Man Vs Nature
Some people are stupid, but which of the two groups of people depicted below the Read More really represents stupidity? Or do they both?
If nature administers the ultimate IQ test based upon its own definition of intelligence, the ability to survive must represent a passing grade. To what extent do a culture's concepts of intelligence transcend natures? And aren't both concepts bound to be the same anyway? Carlo M. Cipolla has studied the question of human stupidity at some length.
Through his study of economic history, he showed a keen interest in the causes that prompted specific economic and social situations during history, instead of focusing on facts and figures. He was noted as well for his work on overpopulation and his essays on human stupidity ...
By creating a graph with the first factor on the x-axis and the second on the y-axis, [Cipolla] obtains four groups of people:
* Intelligent people (top right)
* Helpless / Naive people (top left)
* Bandits (bottom right)
* Stupid people (bottom left)
The implications of the interactions of these four groups are explored here.
Essentially stupid people are dangerous and damaging because reasonable people find it difficult to imagine and understand unreasonable behaviour. An intelligent person may understand the logic of a bandit. The bandit's actions follow a pattern of rationality: nasty rationality, if you like, but still rationality. The bandit wants a plus on his account. Since he is not intelligent enough to devise ways of obtaining the plus as well as providing you with a plus, he will produce his plus by causing a minus to appear on your account. All this is bad, but it is rational and if you are rational you can predict it. You can foresee a bandit's actions, his nasty manoeuvres and ugly aspirations and often can build up your defenses.
With a stupid person all this is absolutely impossible as explained by the Third Basic Law. A stupid creature will harass you for no reason, for no advantage, without any plan or scheme and at the most improbable times and places. You have no rational way of telling if and when and how and why the stupid creature attacks. When confronted with a stupid individual you are completely at his mercy....
The result of the action of a perfect bandit (the person who falls on line OM of figure 2) is purely and simply a transfer of wealth and/or welfare. After the action of a perfect bandit, the bandit has a plus on his account which plus is exactly equivalent to the minus he has caused to another person. The society as a whole is neither better nor worse off. If all members of a society were perfect bandits the society would remain stagnant but there would be no major disaster.

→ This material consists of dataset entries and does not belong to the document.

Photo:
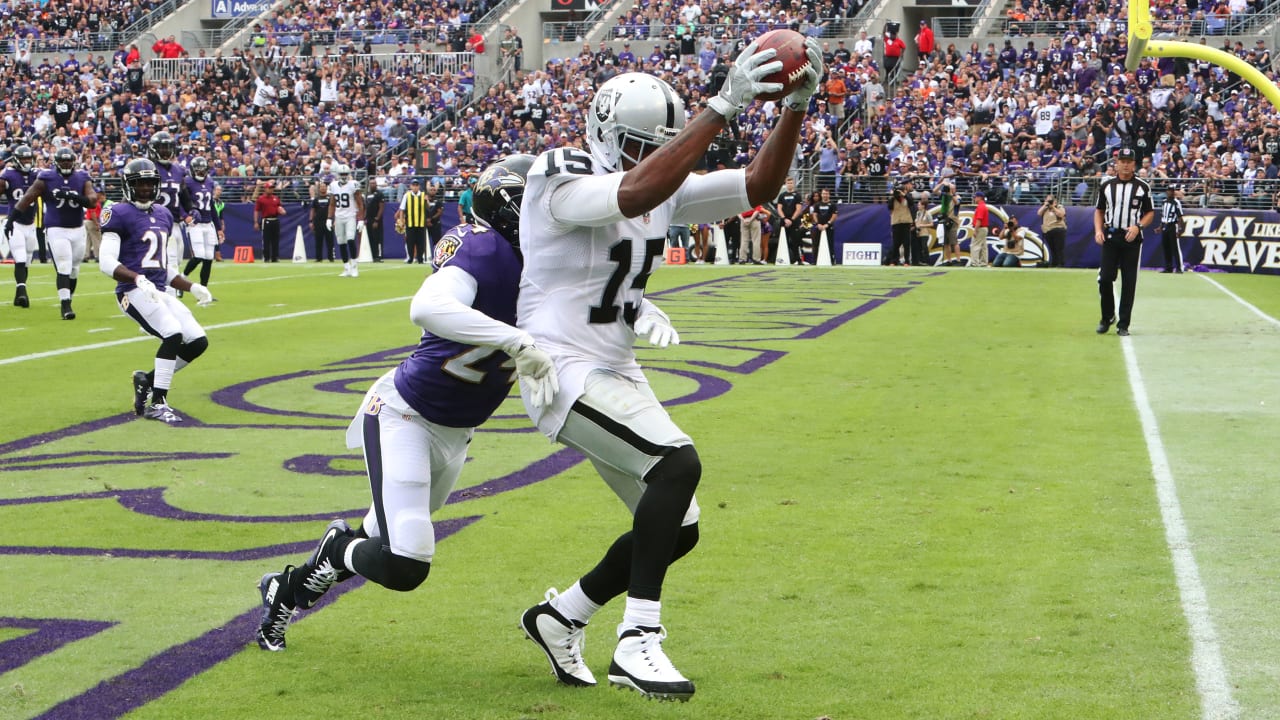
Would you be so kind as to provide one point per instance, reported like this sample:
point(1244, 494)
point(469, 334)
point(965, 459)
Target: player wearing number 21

The whole business would amount to massive transfers of wealth and welfare in favour of those who would take action. If all members of the society would take action in regular turns, not only the society as a whole but also individuals would find themselves in a perfectly steady state of no change.
In Cipolla's typology, the stupid person represents some kind of entropic force. But it is not clear, from the video clip above, whether the "smart people" represented are truly smart. Through some operation of inner logic they refuse to replace the energy required to keep their system of smarts going. They can't breed. Can that be smart? On the other hand, the stupidos are depicted as leeching off the free energy initially provided by now unsustainable "intelligent people". That strategy fails in the long run too, but it fails later than the smart people's.
Is there some perspective from which both groups are stupid? And if so, is there some system of incentives that will permit the broader system to continue -- some perspective that is smart from the meta point of view? Alternatively, will nature simply wipe them out and start again?